Introvertido y poco dado a expresar en público lo que siento por miedo a condenarme a mis palabras o a mis gestos, reconozco que lo paso mal cuando en un momento dado soy yo el elegido para vivir una situación de esas, pues son los nervios y la incertidumbre los que toman de la mano las riendas de la alegría, y asisto con sorpresa cómo las tiras de papel se acumulan entre mis manos, oyendo de fondo las sonrisas del tiempo y los aplausos cómplices de los demás presentes.

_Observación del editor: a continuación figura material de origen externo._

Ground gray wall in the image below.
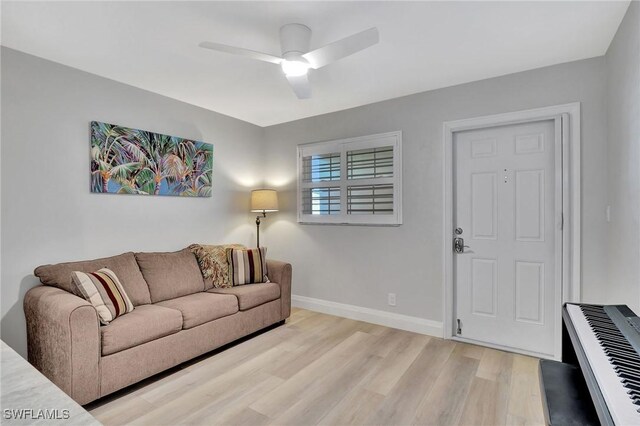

A día de hoy - y con más de treinta primaveras vividas bajo las huellas de mis sueños -, sé que tengo que aprender a enfrentarme a esos momentos con mayor tranquilidad; sé que tengo que vivirlos con mayor naturalidad; sé que debiera de disfrutarlos porque, al fin y al cabo, recibir un presente implica que alguien garabateó el rostro de uno sobre el cristal de cualquier escaparate y sintió una felicidad contagiosa por hacernos feliz, al margen del precio, del tamaño o de la utilidad que le demos luego.  

Es el gesto más sencillo que tenemos para decirle a alguien que nos importa, que no está solo, que lo queremos, que su presencia en nuestras vidas da sentido a nuestros pulsos,... pero hay regalos que uno recibe sin darse apenas cuenta.

Son aquellos que el día a día nos va dibujando sobre las aristas de las horas. Carecen de envoltura, no presentan adornos en las esquinas, nuestros nombres no aparecen remarcados sobre una pegatina de fantasía y el papel con el que se nos entrega es invisible y apenas se muestra doblado.

Precisamente uno de estos regalos los recibí la otra noche, camuflado en un grito desesperado para evitar que la ansiedad y la tristeza hicieran de las suyas sobre una persona que lleva adosada la dulzura hilvanada a su mirada, pero que tendría que aprender a quererse un poco más, a confiar en sí misma antes que en nadie, a dar un golpe sobre la mesa de su decisiones y a luchar por sus sueños si no quiere ver cómo sus sueños se esfuman entre sus lágrimas.

Su mensaje fue claro, sincero, ahogado, melancólico:

- “¿Puedo llamarte? Necesito hablar y desahogarme.

Con los tiempos que nos están tocando vivir, donde preferimos que nos lean a que nos escuchen, donde escuchar se nos antoja difícil pues el ruido que hay afuera nos impide leer nuestras palabras, encontrar a alguien que levante la mano y que quiera compartir sus silencios y sus miedos es un regalo que hay que saber abrir y disfrutar. Pero sobre todo, apreciar.

Y como ese regalo, a lo largo del día nos vamos encontrando con multitud de ofrendas que hay que saber descubrir, que hay que saber saborear, que hay que saber compartir.

Si me dieran a elegir, preferiría mil veces tener que rasgar la envoltura de este tipo de regalos que ver cómo envejecen aquellos que por un instante arrancaron de mi una leve sonrisa. Está claro que todo es cuestión de gustos, aunque ¿ tu no escogerías lo mismo?